Figure 4. Coupled and mutually-antagonistic modules in the Th17 network

(a) Impact of perturbed genes on a 275-gene signature. Shown are changes in the expression of 275 signature genes (rows) following knockdown or knockout (KO) of 39 factors (columns) at 48hr (as well as IL-21r and IL-17ra KO at 60 hours). Blue: decreased expression of target following perturbation of a regulator (compared to a non-targeting control); red: increased expression; Grey: not significant; all color entries are significant (Methods). ‘Perturbed’ (left): signature genes that are also perturbed as regulators (black entries). Key signature genes are denoted on right. (b) Two coupled and opposing modules. Shown is the perturbation network associating the ‘positive regulators’ (blue nodes) of Th17 signature genes, the ‘negative regulators’ (red nodes), Th17 signature genes (grey nodes, bottom) and signature genes of other CD4+ T cells (grey nodes, top). A blue edge from node A to B indicates that knockdown of A downregulates B; a red edge indicates that knockdown of A upregulates B. Light grey halos: regulators not previously associated with Th17 differentiation. (c) Knockdown effects validate edges in network model. Venn diagram: we compare the set of targets for a factor in the original model of Fig. 2a (pink circle) to the set of genes that respond to that factor's knockdown in an RNA-Seq experiment (yellow circle). Bar chart on bottom: Shown is the -log10(P-value) (Y axis, hypergeometric test) for the significance of this overlap for four factors (X axis). Similar results were obtained with a non-parametric rank-sum test (Mann-Whitney U test, Methods). Red dashed line: P=0.01. (d) Global knockdown effects are consistent across clusters. Venn diagram: we compare the set of genes that respond to a factor's knockdown in an RNA-Seq experiment (yellow circle) to each of the 20 clusters of Fig. 1b (purple circle). We expect the knockdown of a ‘Th17 positive’ regulator to repress genes in induced clusters, and induce genes in repressed clusters (and vice versa for ‘Th17 negative’ regulators). Heat map: For each regulator knockdown (rows) and each cluster (columns) shown are the significant overlaps (non grey entries) by the test above. Red: fold enrichment for up-regulation upon knockdown; Blue: fold enrichment for down regulation upon knockdown. Orange entries in the top row indicate induced clusters.
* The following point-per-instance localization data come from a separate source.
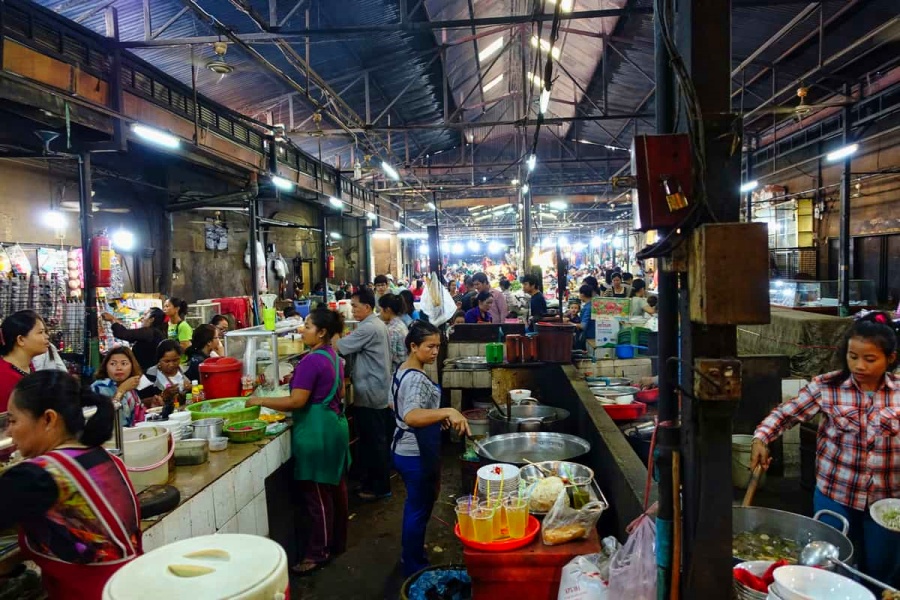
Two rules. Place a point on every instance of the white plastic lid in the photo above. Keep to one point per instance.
(228, 565)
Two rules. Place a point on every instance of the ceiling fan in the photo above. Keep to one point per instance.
(802, 109)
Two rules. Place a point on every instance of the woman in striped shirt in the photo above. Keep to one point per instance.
(858, 442)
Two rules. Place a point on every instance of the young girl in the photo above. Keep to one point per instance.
(118, 378)
(417, 439)
(858, 442)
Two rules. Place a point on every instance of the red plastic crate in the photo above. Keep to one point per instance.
(625, 412)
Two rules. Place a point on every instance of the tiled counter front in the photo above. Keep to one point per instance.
(225, 495)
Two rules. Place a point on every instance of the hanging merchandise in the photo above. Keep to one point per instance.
(101, 259)
(20, 263)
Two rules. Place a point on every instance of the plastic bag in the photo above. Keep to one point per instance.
(565, 524)
(586, 577)
(632, 573)
(437, 302)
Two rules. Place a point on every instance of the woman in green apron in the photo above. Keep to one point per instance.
(320, 439)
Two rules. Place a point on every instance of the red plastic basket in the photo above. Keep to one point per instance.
(625, 412)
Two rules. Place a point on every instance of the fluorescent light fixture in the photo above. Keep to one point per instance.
(545, 100)
(493, 82)
(390, 171)
(160, 138)
(536, 79)
(55, 219)
(491, 49)
(565, 5)
(282, 184)
(123, 240)
(842, 153)
(545, 46)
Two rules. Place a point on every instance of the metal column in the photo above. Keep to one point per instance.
(254, 280)
(703, 39)
(844, 232)
(85, 218)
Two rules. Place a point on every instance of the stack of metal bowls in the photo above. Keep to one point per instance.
(758, 568)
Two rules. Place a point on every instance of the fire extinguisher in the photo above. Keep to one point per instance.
(101, 257)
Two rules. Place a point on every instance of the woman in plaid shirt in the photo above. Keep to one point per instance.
(858, 443)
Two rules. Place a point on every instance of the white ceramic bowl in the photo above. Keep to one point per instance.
(807, 583)
(519, 395)
(217, 444)
(879, 507)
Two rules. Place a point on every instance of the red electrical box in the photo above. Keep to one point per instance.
(663, 171)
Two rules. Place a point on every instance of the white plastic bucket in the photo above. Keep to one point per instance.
(740, 462)
(147, 454)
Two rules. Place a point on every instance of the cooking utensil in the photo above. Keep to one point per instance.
(527, 418)
(791, 526)
(824, 554)
(514, 447)
(751, 489)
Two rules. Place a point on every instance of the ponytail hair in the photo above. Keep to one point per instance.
(60, 392)
(17, 324)
(180, 305)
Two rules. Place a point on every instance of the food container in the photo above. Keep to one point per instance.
(529, 347)
(246, 431)
(625, 412)
(211, 409)
(191, 452)
(229, 565)
(513, 348)
(217, 444)
(208, 428)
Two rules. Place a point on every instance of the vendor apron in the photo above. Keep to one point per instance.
(428, 438)
(70, 581)
(317, 455)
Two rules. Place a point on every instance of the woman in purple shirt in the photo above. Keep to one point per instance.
(320, 439)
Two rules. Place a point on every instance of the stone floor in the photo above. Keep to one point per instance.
(369, 570)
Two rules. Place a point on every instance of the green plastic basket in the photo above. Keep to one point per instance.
(237, 434)
(230, 416)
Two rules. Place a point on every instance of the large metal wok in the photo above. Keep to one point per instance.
(791, 526)
(517, 448)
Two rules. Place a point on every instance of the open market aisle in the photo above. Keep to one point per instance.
(370, 569)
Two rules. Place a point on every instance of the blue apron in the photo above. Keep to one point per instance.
(428, 438)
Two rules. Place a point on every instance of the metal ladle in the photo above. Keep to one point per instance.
(825, 554)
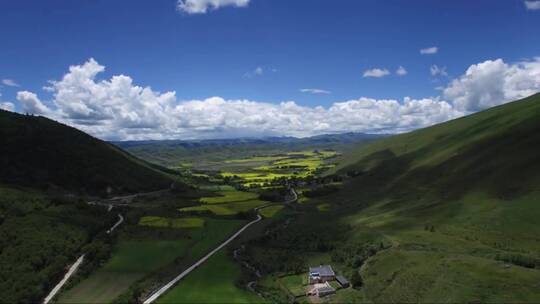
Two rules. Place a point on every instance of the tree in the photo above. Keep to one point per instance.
(356, 280)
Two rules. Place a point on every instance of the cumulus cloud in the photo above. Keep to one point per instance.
(315, 91)
(259, 71)
(429, 51)
(377, 73)
(118, 109)
(532, 5)
(401, 71)
(31, 103)
(203, 6)
(6, 105)
(10, 83)
(494, 82)
(438, 71)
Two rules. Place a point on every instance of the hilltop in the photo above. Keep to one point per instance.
(444, 214)
(40, 153)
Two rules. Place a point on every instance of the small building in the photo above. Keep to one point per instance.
(321, 290)
(342, 281)
(321, 274)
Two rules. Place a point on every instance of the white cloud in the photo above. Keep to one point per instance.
(401, 71)
(259, 71)
(203, 6)
(315, 91)
(118, 109)
(438, 71)
(8, 106)
(31, 103)
(429, 50)
(10, 82)
(532, 5)
(494, 82)
(377, 73)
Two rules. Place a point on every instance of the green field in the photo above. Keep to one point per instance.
(228, 201)
(261, 170)
(133, 260)
(443, 214)
(271, 211)
(213, 282)
(163, 222)
(229, 196)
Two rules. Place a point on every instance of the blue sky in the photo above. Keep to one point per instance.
(264, 51)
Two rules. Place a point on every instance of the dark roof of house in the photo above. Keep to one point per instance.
(326, 289)
(341, 280)
(323, 270)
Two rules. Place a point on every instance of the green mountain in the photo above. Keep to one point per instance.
(171, 153)
(40, 153)
(444, 214)
(41, 229)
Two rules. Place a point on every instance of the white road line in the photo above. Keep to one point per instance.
(120, 220)
(59, 286)
(164, 289)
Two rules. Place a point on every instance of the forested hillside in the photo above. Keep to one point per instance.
(38, 152)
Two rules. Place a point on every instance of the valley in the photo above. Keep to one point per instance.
(402, 219)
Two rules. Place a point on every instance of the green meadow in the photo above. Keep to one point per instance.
(213, 282)
(443, 214)
(135, 259)
(156, 221)
(131, 260)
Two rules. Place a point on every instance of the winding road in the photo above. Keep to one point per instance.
(59, 286)
(109, 204)
(167, 286)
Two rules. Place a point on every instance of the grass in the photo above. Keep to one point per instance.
(449, 214)
(295, 284)
(213, 282)
(229, 197)
(131, 260)
(163, 222)
(226, 209)
(271, 211)
(261, 170)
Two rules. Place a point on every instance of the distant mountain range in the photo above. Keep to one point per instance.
(173, 152)
(40, 153)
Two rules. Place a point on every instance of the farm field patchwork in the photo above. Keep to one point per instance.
(163, 222)
(213, 282)
(132, 260)
(228, 201)
(259, 171)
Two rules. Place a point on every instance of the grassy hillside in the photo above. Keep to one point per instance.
(39, 152)
(444, 214)
(495, 151)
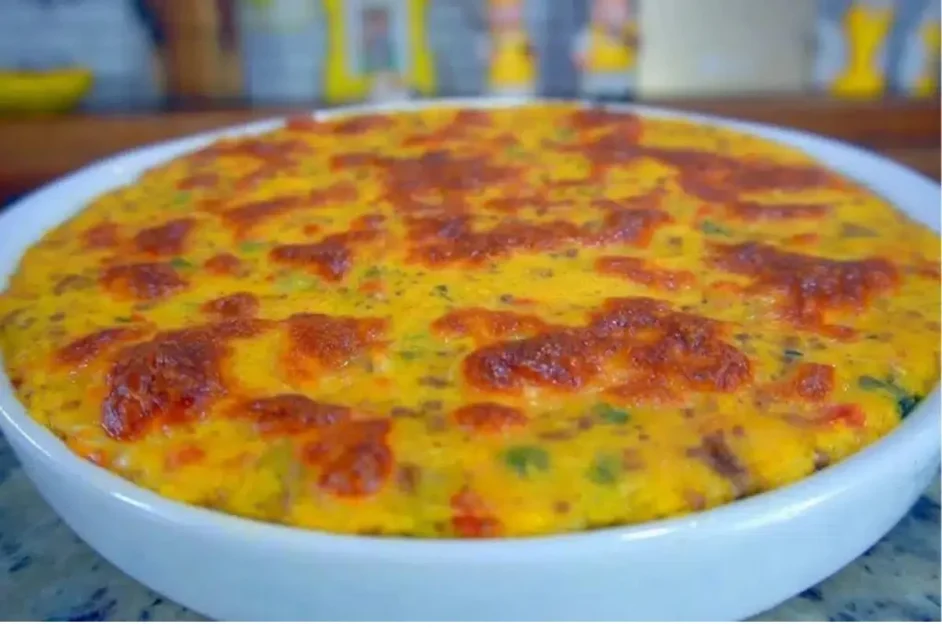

Figure 5. Mina, Fas, Pou2af1, and Tsc22d3 are key novel regulators affecting the Th17 differentiation programs. (a-d, left)

Shown are regulatory network models centered on different pivotal regulators (square nodes): (a) Mina, (b) Fas, (c) Pou2af1, and (d) Tsc22d3. In each network, shown are the targets and regulators (round nodes) connected to the pivotal nodes based on perturbation (red and blue dashed edges), TF binding (black solid edges), or both (red and blue solid edges). Genes affected by perturbing the pivotal nodes are colored (blue: target is down-regulated by knockdown of pivotal node; red: target is up-regulated). (a-c, middle and right) Intracellular staining and cytokine assays by ELISA or Cytometric Bead Assays (CBA) on culture supernatants at 72h of in vitro differentiated cells from respective KO mice activated in vitro with anti-CD3 + anti-CD28 with or without Th17 polarizing cytokines (TGF-β + IL-6). (d, middle) ChIP-Seq of Tsc22d3. Shown is the proportion of overlap in bound genes (dark grey) or bound regions (light grey) between Tsc22d3 and a host of Th17 canonical factors (X axis). All results are statistically significant (P<10^-6; Methods).